Wednesday, November 25, 2009

HIV and KSHV

I yesterday attended a meeting by the HIV Clinicians society called "Towards Universal Access" and it was about HIV/AIDS in Namibia.
I went there with baggage - my interest in finding out whether the ministry of health follows the number of diagnoses of Kaposi Sarcoma patients.

So the meeting had lots of percentages. There was the global perspective and there was a Namibian perspective. The percentages were always observed over expected times 100. Simple enough. The number of people that are observed to receive XYZ over those that we expect to receive XYZ.

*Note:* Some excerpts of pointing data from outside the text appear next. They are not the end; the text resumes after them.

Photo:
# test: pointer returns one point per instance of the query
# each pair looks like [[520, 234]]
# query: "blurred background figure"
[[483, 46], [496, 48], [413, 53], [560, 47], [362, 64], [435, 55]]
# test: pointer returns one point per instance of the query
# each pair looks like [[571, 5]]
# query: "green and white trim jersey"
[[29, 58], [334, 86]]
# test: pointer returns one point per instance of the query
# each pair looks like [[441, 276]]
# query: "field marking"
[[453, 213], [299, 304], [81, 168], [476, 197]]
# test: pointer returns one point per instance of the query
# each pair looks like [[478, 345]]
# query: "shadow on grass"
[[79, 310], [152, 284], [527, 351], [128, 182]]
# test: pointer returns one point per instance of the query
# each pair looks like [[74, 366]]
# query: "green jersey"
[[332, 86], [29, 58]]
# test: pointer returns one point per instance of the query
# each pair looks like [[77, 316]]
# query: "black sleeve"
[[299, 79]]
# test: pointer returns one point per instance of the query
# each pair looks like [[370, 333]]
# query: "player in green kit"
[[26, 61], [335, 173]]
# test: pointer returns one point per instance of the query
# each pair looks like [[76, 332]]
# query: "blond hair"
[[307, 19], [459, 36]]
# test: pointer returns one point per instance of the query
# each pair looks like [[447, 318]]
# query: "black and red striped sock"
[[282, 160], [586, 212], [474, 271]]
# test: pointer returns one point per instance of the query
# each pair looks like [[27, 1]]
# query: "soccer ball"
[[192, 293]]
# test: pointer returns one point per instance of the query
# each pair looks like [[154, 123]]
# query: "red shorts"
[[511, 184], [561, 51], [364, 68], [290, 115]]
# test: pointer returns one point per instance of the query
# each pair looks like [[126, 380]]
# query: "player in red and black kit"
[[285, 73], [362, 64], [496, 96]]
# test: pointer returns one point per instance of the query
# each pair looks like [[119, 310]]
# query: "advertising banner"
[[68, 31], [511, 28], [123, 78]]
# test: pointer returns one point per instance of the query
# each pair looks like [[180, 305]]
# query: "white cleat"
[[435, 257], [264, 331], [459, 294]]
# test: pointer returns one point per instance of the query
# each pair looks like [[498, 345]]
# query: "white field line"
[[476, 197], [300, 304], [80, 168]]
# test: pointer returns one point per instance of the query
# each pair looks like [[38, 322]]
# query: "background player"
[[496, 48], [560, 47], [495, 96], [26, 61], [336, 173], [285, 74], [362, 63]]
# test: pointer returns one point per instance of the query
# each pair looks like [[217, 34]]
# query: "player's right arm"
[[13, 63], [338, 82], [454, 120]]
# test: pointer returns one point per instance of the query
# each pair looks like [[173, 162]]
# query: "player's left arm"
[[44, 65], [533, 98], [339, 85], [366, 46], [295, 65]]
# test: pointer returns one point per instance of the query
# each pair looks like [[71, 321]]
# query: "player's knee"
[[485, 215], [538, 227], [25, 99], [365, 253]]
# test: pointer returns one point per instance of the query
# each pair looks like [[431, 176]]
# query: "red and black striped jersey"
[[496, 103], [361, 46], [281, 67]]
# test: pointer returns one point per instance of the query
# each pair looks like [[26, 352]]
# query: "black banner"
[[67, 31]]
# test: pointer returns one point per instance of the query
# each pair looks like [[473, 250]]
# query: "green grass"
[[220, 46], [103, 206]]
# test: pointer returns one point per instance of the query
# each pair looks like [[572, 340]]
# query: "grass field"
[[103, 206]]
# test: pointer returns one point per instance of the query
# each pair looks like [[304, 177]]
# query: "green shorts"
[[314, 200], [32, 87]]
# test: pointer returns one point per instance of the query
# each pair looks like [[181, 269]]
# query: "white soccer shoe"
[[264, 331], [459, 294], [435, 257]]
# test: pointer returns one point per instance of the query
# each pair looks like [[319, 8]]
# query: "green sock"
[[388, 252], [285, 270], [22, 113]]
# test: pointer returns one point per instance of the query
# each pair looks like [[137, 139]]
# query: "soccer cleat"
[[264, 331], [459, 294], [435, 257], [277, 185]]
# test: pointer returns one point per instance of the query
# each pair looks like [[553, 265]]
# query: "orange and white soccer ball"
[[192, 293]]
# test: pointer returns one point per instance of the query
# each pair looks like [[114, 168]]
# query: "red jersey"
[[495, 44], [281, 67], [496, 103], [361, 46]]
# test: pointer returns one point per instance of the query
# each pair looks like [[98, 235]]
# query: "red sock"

The indicators included patients on ART (anti-retroviral therapy), adult and children, access to PMTCT (Prevention to Mother and Child Transmission of HIV).

The presentation about Namibia was given by Dr Martin Odit, who is the UNAIDS technical advisor for HIV/AIDS in Namibia. He is an epidemiologist and a phycisian.
He said the data was collected via ePMS, an electronic database for managing patients who go to the ART/CDC clinics all over the country. The ART/CDC clinic records information for patients who are HIV+ but not do not yet need ART (pre-ART), patients who need ART.

The ePMS system collects information in the registration boook, pre-ART register, HIV patient care booklets, ART registers, lab request forms, amongst other referal forms (Ministry of Health and Social Services, Supportive Supervison and Mentorship Visit Checklist for M&E at programme level). However, it is not sure that all of this information ends up in ePMS.